Existing dams as a resource

Environmental groups have opposed new dams because they trap sediment and often impede migrating fish such as salmon. But "if you have a dam that's clearly not going away, it makes a lot of sense to look at putting hydropower on" it, says John Seebach, head of American Rivers' Hydropower Reform Campaign.

What other developers are doing:

•Installing hydropower on existing dams. Power wholesaler AMP Ohio is adding 344 megawatts of hydropower to five locks and dams along the Ohio River. The $500 million project is slated to be done by 2014.

AMP CEO Mark Gerken says hydro generation is more reliable than wind, which stops when the air is calm. And, he says, hydro equipment can generate for 75 years or longer.

•Replacing existing powerhouses. The Grant County Public Utility District in Washington is replacing all 10 turbines and upgrading generators at its Wanapum dam on the Columbia River. The $350 million project will boost capacity 20%, partly because the angles of the new turbine blades can be adjusted to maximize power. That will help meet electricity demand that's growing 9% a year as giants such as Yahoo and Microsoft build big server farms in the region.

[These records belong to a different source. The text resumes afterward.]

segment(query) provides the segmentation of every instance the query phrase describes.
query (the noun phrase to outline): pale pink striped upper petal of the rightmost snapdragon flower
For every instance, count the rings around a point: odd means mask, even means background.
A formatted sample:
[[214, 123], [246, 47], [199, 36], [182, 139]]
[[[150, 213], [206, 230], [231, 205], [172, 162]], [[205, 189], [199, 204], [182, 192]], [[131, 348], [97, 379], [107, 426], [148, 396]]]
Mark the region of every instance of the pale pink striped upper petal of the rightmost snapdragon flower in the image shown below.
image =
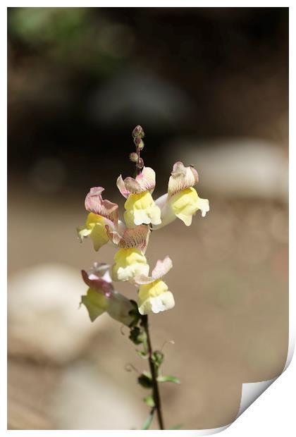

•Adding water storage. Besides boosting capacity at its Iowa Hill hydroelectric dam, Sacramento Utility District is installing a pump. Excess grid power at night will be used to pump water that's already flowed through the turbines back to the top of the dam for storage.

Then, when wind turbines shut off because the air is calm, the district can use the stockpiled water to quickly rev up the hydro generators. Hydroelectricity can thus promote wind development.

Despite the advances, hydropower still can't shake its clouded image. Some states, for instance, allow only small projects to count toward a clean energy mandate to minimize environmental harm.

"It's sort of been relegated to the same position as nuclear," says Douglas Hall, manager of the water energy program for the Idaho National Laboratory. "It's really almost injurious to take that kind of attitude if we're seriously hurting for power."